`ValueError: A value in x_new is above the interpolation range.` – what other reasons than not ascending values?

If you are running Scipy v. 0.17.0 or newer, then you can pass fill_value="extrapolate" to spi.interp1d, and it will extrapolate to accomadate these values of your’s that lie outside the interpolation range. So define your interpolation function like so:

intfunc = spi.interp1d(coarsex, coarsey,axis=0, fill_value="extrapolate")

Be forewarned, however!

Depending on what your data looks like and the type on interpolation you are performing, the extrapolated values can be erroneous. This is especially true if you have noisy or non-monotonic data. In your case you might be ok because your x_new value is only slighly beyond your interpolation range.

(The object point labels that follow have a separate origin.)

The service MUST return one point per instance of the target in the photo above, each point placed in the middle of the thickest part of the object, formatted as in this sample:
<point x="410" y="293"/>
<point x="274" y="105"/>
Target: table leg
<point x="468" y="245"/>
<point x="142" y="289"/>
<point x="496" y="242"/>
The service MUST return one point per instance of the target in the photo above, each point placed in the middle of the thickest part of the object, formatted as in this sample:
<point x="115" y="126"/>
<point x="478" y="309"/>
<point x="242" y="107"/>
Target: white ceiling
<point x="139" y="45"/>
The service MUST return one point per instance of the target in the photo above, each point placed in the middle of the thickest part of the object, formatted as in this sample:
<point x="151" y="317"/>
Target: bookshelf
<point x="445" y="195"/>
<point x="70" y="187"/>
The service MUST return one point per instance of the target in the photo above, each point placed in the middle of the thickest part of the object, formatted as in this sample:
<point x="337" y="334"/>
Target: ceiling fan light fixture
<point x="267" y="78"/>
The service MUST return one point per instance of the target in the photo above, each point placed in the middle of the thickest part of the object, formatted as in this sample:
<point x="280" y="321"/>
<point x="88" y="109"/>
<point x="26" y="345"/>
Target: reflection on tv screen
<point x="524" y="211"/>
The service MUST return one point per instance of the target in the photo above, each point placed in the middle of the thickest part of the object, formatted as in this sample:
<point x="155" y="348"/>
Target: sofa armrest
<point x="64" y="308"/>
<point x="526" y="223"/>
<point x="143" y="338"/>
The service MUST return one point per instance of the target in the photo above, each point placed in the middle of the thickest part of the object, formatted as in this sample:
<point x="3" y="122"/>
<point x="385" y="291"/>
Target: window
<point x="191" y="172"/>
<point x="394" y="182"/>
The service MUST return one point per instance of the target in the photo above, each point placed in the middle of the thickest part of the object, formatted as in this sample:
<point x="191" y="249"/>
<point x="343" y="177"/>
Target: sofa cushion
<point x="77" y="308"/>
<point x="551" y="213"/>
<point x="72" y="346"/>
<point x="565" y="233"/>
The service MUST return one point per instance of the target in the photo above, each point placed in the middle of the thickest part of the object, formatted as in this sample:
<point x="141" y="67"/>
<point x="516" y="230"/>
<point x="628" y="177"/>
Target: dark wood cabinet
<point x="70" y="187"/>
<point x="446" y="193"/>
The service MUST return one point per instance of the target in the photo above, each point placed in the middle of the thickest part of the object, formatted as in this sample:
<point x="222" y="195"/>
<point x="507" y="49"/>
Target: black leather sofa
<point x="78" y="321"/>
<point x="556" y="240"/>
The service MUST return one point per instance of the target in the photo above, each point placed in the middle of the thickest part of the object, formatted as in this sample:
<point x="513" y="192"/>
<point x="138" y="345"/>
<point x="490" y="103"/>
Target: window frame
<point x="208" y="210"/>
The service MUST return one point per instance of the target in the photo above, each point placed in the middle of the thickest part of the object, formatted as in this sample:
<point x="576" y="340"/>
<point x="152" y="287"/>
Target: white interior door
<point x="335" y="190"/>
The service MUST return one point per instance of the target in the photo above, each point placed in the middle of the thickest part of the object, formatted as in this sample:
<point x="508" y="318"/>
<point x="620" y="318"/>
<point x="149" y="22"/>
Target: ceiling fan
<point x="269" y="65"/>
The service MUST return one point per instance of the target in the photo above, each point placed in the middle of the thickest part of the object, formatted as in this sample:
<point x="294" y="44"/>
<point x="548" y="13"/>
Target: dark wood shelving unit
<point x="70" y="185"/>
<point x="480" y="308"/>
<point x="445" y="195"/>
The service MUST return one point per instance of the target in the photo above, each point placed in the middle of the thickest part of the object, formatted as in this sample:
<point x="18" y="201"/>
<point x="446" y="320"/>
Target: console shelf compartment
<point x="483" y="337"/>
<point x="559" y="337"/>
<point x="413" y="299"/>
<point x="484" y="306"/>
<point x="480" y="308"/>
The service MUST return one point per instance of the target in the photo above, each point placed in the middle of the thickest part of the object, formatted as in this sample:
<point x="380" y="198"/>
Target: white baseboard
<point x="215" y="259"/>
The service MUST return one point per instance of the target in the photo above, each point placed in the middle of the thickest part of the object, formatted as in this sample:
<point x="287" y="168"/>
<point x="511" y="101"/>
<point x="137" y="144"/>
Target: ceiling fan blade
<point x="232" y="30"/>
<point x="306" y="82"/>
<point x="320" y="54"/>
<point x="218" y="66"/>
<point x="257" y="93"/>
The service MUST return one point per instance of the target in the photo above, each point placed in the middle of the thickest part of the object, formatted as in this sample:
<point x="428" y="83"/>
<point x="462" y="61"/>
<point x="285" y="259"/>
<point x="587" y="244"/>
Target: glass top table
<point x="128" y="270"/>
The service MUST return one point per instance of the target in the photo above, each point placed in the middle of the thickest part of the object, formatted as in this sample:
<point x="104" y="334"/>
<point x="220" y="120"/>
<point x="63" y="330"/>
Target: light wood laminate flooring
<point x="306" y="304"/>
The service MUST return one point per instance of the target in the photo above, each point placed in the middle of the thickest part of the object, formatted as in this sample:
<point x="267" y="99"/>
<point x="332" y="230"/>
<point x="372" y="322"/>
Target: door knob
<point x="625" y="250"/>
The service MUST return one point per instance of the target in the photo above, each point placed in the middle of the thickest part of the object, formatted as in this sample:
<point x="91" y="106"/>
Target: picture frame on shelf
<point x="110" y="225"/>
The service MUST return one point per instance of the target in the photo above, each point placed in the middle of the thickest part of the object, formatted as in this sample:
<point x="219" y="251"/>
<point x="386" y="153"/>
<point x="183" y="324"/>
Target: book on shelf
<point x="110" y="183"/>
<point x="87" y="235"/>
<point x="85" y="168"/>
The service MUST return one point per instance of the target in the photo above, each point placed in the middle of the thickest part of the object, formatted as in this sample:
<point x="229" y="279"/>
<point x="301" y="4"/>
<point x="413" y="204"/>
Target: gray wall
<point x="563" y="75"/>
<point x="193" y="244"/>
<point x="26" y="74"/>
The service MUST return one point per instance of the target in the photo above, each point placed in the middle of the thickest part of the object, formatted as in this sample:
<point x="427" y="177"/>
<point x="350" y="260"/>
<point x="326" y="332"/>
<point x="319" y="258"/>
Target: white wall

Here’s simple demonstration of how this feature can work nicely but also give erroneous results.

import scipy.interpolate as spi
import numpy as np

x = np.linspace(0,1,100)
y = x + np.random.randint(-1,1,100)/100
x_new = np.linspace(0,1.1,100)
intfunc = spi.interp1d(x,y,fill_value="extrapolate")
y_interp = intfunc(x_new)

import matplotlib.pyplot as plt
plt.plot(x_new,y_interp,'r', label="interp/extrap")
plt.plot(x,y, 'b--', label="data")
plt.legend()
plt.show()

enter image description here

So the interpolated portion (in red) worked well, but the extrapolated portion clearly fails to follow the otherwise linear trend in this data because of the noise. So have some understanding of your data and proceed with caution.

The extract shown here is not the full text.